I’m a little rusty on my Plato, but wasn’t what he was always trying to get at in his questioning the points or limits at which logic inevitably contradicts itself and formalism breaks down? In other words, the formlessness behind the form. This it seems to me is the perennial goal of philosophy—to construct new structures that extend the limits of human understanding while also invariably demonstrating the futility of the effort: No conceptual framework will ever explain everything for all time, and all more or less end in the epitaph “of that whereof I cannot speak I must remain silent”.
In our practice of aikido, ikkyo is a technique or form. Or is it? Every ikkyo executed is specific to uke, nage, and a million other variables; no two ikkyos ever have been or ever will be performed in exactly the same way. This is taken for granted and we don’t get caught up in semantic battles over what ikkyo “is” outside of the practice.
My concept of language is much the same; when I say “language” or “words” I do not suppose that there is any such animal out there separate and apart from the act and practice of speaking and listening (including internal speaking and listening). In fact, I will even go a step further and assert that this act and practice is fundamental to what it means to be human and therefore attempts to divorce the two—man and language—are meaningless.
To take the aikido analogy another step further, I might say that the intent (the founder’s intent) behind the transmission of ikkyo was not to simply leave his students with a form to be imitated but to point them in the direction of the formless essence or aiki behind the form. Likewise, in the discussion taking place here, what (I assume) we are mutually up to is trying to come to a shared sense of understanding and clarity about the subjects at hand—and understanding and clarity are always formless. When that subject is words and language, however, the endeavor is made more difficult to the extent that we are communicating about the very thing that we are communicating with—or if you prefer, the very medium that we are communicating in.
Won’t attempt to speculate on what the venerables Kukai or Deguchi were up to, but since you included Odano’s name in the same paragraph, I will respond specifically to that part: First it is important to point out that Odano did not start with questions about words and language. That is where she ended up after many years of attention to fundamental questions about life and the universe. Second, this was not an academic pursuit.

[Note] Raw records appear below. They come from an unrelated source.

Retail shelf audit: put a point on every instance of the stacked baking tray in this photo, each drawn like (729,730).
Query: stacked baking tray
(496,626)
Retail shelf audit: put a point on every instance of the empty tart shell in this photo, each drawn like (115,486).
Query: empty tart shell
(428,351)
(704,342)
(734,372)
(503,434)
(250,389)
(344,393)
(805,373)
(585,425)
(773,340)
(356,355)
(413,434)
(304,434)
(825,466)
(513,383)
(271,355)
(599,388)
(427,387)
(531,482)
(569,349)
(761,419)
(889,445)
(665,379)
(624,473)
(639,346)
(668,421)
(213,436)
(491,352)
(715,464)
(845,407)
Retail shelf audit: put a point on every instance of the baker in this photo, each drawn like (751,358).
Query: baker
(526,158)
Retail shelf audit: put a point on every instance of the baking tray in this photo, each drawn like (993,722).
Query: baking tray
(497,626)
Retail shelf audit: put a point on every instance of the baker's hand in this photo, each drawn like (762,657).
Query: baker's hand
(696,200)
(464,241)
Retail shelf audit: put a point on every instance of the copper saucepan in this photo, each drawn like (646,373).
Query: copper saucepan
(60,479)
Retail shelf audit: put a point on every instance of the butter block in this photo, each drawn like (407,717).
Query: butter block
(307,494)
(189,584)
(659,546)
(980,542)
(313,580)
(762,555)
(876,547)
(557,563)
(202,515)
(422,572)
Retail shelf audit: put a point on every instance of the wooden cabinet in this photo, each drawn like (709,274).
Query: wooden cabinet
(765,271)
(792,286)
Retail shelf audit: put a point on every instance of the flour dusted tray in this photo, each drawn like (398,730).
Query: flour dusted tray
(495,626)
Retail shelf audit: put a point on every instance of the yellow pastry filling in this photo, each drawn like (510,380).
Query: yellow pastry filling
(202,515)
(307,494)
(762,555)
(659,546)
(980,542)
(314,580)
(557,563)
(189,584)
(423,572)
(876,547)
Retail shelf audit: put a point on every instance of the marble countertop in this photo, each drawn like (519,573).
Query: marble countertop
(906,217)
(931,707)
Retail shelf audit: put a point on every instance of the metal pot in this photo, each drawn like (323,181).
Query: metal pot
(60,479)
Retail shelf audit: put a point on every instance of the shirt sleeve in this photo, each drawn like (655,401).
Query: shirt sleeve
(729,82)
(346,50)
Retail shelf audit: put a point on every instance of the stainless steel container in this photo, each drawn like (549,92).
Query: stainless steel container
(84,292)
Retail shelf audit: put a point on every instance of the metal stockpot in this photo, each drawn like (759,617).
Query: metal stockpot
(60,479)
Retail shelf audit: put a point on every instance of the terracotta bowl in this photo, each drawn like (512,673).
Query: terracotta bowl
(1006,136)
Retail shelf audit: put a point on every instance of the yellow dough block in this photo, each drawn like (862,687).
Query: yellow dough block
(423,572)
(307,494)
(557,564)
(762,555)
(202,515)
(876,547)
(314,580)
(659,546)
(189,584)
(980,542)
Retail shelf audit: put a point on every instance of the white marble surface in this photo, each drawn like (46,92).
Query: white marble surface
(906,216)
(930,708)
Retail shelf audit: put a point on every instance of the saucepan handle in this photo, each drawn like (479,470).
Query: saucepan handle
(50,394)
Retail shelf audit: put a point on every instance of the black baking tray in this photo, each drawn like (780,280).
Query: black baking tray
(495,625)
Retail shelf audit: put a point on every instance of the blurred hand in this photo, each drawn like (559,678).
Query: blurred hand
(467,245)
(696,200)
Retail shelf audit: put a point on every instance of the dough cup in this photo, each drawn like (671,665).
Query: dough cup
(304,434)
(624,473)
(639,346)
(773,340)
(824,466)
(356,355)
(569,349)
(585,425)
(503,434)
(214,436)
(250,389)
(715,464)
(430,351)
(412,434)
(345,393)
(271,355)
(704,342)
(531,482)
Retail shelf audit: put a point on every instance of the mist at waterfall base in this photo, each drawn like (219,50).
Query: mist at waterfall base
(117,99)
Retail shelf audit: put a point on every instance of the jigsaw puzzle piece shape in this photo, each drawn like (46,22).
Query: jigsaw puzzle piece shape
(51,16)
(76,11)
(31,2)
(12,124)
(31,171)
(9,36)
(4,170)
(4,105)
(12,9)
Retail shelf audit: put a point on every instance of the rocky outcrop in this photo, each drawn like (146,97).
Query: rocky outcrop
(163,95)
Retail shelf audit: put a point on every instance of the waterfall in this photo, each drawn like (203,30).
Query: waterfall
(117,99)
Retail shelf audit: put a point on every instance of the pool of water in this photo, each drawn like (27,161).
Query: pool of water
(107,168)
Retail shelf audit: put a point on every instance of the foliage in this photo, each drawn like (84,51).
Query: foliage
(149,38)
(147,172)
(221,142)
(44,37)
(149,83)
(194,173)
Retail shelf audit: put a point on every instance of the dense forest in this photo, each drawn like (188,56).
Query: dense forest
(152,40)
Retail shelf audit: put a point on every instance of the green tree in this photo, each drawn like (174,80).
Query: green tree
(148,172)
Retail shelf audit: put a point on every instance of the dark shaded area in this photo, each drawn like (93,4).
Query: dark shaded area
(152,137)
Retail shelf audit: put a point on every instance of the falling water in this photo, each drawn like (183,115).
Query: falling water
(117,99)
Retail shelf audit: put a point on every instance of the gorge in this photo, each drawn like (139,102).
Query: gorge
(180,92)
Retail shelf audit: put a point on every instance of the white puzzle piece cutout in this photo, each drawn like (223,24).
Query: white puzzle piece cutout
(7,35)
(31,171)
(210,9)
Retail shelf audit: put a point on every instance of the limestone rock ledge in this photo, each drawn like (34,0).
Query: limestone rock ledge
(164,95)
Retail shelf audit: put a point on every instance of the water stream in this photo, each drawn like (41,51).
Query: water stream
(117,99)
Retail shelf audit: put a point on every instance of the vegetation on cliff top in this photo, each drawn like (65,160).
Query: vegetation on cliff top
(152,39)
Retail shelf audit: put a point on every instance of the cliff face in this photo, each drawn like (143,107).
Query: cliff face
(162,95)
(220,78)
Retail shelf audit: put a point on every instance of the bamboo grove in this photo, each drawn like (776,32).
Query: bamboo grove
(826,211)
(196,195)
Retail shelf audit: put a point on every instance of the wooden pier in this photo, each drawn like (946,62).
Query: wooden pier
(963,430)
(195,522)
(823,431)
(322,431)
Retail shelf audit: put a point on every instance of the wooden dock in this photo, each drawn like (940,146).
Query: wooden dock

For her, this work was her life, and the act of taking apart words in their written form was a practice—to talk about whether or not that practice is meaningful or philosophically sound without engaging in the practice is a bit like talking about whether or not practicing Zen is meaningful or philosophically sound without sitting. Third, by looking at words in their written form through the particular lenses (the particular means of analysis) that she developed as a result of this life-long practice, what she was doing was piercing the formal aspect of words and characters and showing how they related directly back to formlessness. One of the essential conclusions of her work was that life (the energy of life), transparent nothingness, and word-sounds/word-characters are all aspects of the same fundamental formless reality. Again, I would warn that to approach that statement academically without actually engaging in the practice is something akin to trying to understand ikkyo through third-person observation without ever having practiced aikido.
Finally in answer to the question, why should this be the archetype of the language of kotodama, my only answer is that there is no good reason of which I am aware; Odano-sensei for one certainly never suggested such a notion.
Look forward to your next installment.